The aptamer according to the present invention is described for the first time in the above-mentioned document 8 (Li Xu, Zhen Zhang, locking Zhao, et. al. American Journal of biological sciences.2013,5, 47-58). The aptamer R50 is obtained by cell-SELEX screening, has high specificity and affinity to an EGFR receptor, has the capacity of inducing apoptosis and inhibiting cell proliferation, and can be used for potential candidate cancer drugs or drug carriers, such as lung cancer with high expression of EGFR; the structure of the aptamer R50 is shown in FIG. 1, and the sequence is as follows:
5’-TAAAGGGCGGGGGGTGGGGTGGTTGGTAGTTGTTTTTTCTGTTTC-3’(SEQ ID NO:1)。

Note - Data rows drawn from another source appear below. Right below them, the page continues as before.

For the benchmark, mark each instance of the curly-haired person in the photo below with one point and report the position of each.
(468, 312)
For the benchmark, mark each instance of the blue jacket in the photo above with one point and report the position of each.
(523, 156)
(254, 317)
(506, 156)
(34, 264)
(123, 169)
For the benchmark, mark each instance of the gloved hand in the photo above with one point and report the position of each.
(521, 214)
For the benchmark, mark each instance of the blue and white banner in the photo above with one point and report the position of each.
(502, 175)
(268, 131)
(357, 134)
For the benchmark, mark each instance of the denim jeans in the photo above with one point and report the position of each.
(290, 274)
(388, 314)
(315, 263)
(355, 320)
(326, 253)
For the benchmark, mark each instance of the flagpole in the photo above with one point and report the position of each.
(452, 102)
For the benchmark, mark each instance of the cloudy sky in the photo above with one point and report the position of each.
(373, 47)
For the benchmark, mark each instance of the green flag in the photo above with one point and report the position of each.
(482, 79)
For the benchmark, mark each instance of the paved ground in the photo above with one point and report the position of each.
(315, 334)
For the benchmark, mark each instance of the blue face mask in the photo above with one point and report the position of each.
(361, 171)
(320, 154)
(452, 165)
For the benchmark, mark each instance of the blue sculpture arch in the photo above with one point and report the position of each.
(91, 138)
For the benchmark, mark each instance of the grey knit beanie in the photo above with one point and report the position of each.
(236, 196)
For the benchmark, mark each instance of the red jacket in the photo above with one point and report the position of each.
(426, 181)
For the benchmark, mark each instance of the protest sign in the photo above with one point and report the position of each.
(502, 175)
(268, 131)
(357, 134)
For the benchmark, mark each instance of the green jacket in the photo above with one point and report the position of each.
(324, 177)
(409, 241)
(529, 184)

the invention relates to a nucleic acid aptamer modified by nucleoside derivatives, which comprises a sequence shown as SEQ NO. 1, wherein the sequence of the nucleic acid aptamer is modified by the nucleoside derivatives, so that the nucleic acid aptamer is used for improving the stability of the nucleic acid aptamer R50, enhancing the drug forming property of R50, improving the problems that the internal part of R50 is easy to eliminate kidney and has short half life. Nucleoside derivatives (or nucleoside analogs) have structures or metabolites that are very similar to natural nucleotides, or are modified and engineered nucleoside compounds that are incorporated into DNA during anabolic processes. In one embodiment of the present application, a nucleoside derivative is used to replace one or more nucleotides of the aptamer, for example, in one embodiment, a nucleoside derivative replaces two nucleotides, four nucleotides, or six nucleotides.

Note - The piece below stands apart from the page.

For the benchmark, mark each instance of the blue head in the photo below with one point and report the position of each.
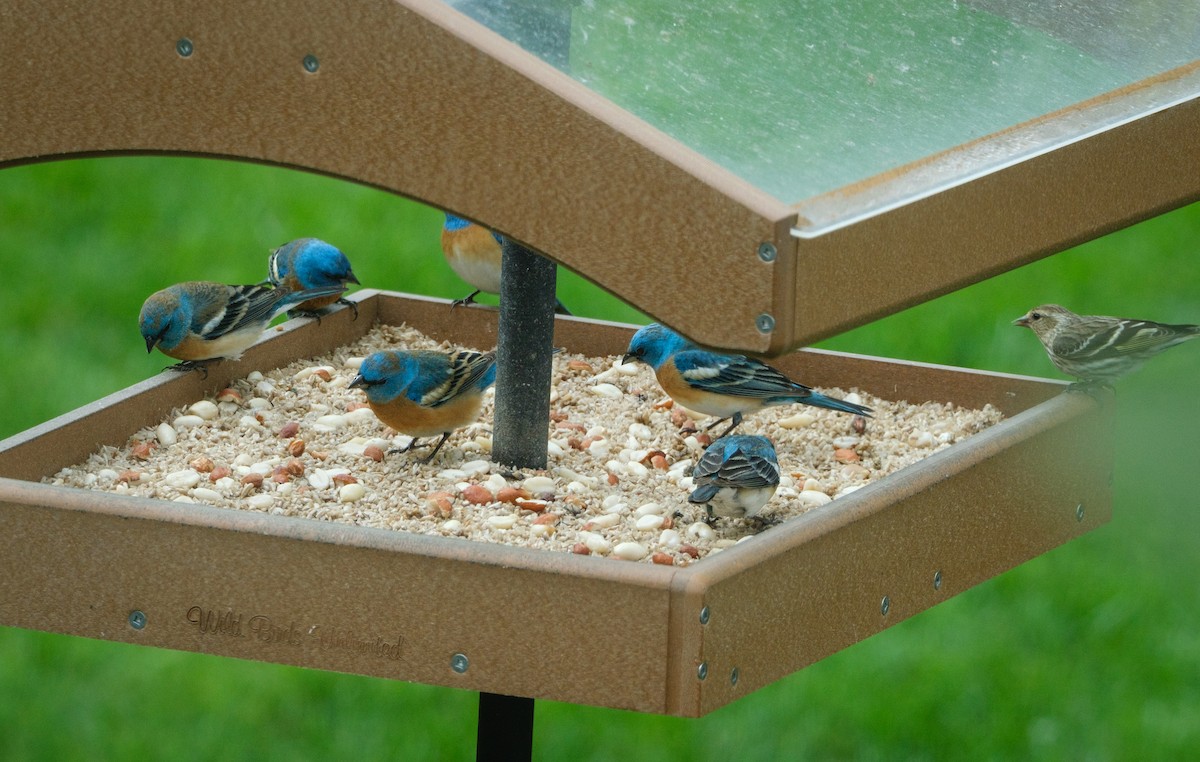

In a specific embodiment of the invention, the nucleoside derivative is a thymidine derivative or a cytidine derivative. Thus, such nucleoside derivatives replace thymine or cytosine at specific positions of the aptamer, for example, at positions 15-30, 39-45 of the aptamer. In a specific embodiment of the present application, the nucleoside derivative used is 5-FU (5-fluorouracil, abbreviated as F) or a derivative thereof, in place of thymidine nucleotide of the above-mentioned aptamer; for example, 5-FU or a derivative thereof replaces one, two or more of thymine nucleotides at positions 15, 20, 23, 24, 27, 42 and 44 of the nucleic acid aptamer. In a specific embodiment, 5-FU or a derivative thereof replaces thymine nucleotides at the 15 th, 20 th, 24 th and 27 th positions of the above-mentioned nucleic acid aptamer, and in another preferred specific embodiment, 5-FU or a derivative thereof replaces thymine nucleotides at the 42 th and 44 th positions of the nucleic acid aptamer. In another embodiment, 5-FU or a derivative thereof replaces thymine nucleotides at positions 15, 20, 24, 27, 42 and 44 of the nucleic acid aptamer.

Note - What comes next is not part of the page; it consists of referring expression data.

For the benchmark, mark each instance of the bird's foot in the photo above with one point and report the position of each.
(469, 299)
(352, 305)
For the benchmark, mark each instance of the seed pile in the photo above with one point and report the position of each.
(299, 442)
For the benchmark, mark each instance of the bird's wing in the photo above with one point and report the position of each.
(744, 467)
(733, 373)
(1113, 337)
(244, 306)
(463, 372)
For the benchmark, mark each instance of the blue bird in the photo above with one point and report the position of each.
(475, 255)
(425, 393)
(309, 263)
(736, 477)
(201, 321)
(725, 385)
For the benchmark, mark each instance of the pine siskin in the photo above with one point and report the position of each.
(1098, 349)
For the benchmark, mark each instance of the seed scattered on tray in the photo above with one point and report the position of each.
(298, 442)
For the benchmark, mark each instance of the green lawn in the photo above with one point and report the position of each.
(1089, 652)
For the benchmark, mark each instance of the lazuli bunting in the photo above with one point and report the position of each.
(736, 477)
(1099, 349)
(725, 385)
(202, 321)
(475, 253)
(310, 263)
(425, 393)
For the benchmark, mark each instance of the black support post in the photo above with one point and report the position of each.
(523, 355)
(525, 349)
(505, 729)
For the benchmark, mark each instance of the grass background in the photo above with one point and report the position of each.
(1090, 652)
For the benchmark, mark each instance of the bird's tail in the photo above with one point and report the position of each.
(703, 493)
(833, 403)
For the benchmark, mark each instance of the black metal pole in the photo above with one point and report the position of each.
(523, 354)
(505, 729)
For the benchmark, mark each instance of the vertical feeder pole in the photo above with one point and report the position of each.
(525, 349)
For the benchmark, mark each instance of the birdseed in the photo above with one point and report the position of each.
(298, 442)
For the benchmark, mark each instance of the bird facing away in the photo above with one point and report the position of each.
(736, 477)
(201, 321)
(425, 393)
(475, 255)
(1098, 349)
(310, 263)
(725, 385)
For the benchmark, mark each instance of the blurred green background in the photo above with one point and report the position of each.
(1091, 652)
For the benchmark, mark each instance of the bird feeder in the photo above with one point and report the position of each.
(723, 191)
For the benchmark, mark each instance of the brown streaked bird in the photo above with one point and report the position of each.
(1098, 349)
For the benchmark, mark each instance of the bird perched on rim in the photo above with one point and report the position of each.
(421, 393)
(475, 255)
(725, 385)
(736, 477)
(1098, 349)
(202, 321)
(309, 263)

In another embodiment of the present invention, the nucleoside derivative is a cytosine nucleoside derivative, for example, gemcitabine (compound) or its derivative is used to replace cytosine nucleotide in the aptamer in an embodiment of the present invention. In this embodiment, gemcitabine (abbreviated as Gem) replaces the cytosine nucleotides at positions 39-45 of the aptamer, i.e., replaces the cytosine nucleotides at positions 39 and 45 of the aptamer.
The end of the aptamer modified by the aptamer or the nucleoside derivative can be modified to further improve the stability or the pharmaceutical property of the aptamer R50; for example, the end of the aptamer or the aptamer modified by nucleoside derivatives is connected with a nucleotide or nucleoside derivatives, or a nucleotide fragment replaced by nucleoside derivatives. For example, the aptamer is linked to a nucleoside derivative at its 3 'end, and simultaneously or independently, the aptamer is linked to a nucleotide fragment at its 5' end, the nucleotide fragment comprising at least 5 nucleotides in length, the nucleotide fragment comprising one or more nucleoside derivatives, e.g., one or more nucleotides of the nucleotide fragment are replaced by a nucleoside derivative. In a specific embodiment, the 3' end of the aptamer is linked to a 5-FU. In one embodiment of the invention, a 5 'linked nucleotide fragment of an aptamer is 5' -FTFTFTF- [ aptamer ], and in another embodiment of the invention, the 5 'linked nucleotide fragment of an aptamer is 5' -T (Gem) - [ aptamer ], Gem being gemcitabine.
One embodiment of the present invention relates to a nucleoside derivative-modified nucleic acid aptamer, wherein nucleotides of the nucleic acid aptamer are respectively replaced by 5-FU or a derivative thereof and gemcitabine or a derivative thereof, namely, 5-FU or a derivative thereof replaces one or more of thymine nucleotides at positions 15, 20, 24, 27, 42 and 44 of the nucleic acid aptamer, and gemcitabine or a derivative thereof replaces one or more of cytosine nucleotides at positions 39 and 45 of the nucleic acid aptamer. In a preferred embodiment, 5-FU or a derivative thereof replaces thymine nucleotides at positions 15, 20, 24 and 27 of the nucleic acid aptamer, and gemcitabine or a derivative thereof replaces cytosine nucleotides at positions 39 and 45 of the nucleic acid aptamer; in this example, the nucleoside derivative-modified aptamer is linked to a nucleotide fragment at the 5 'end, such as 5' -T (Gem) aptamer.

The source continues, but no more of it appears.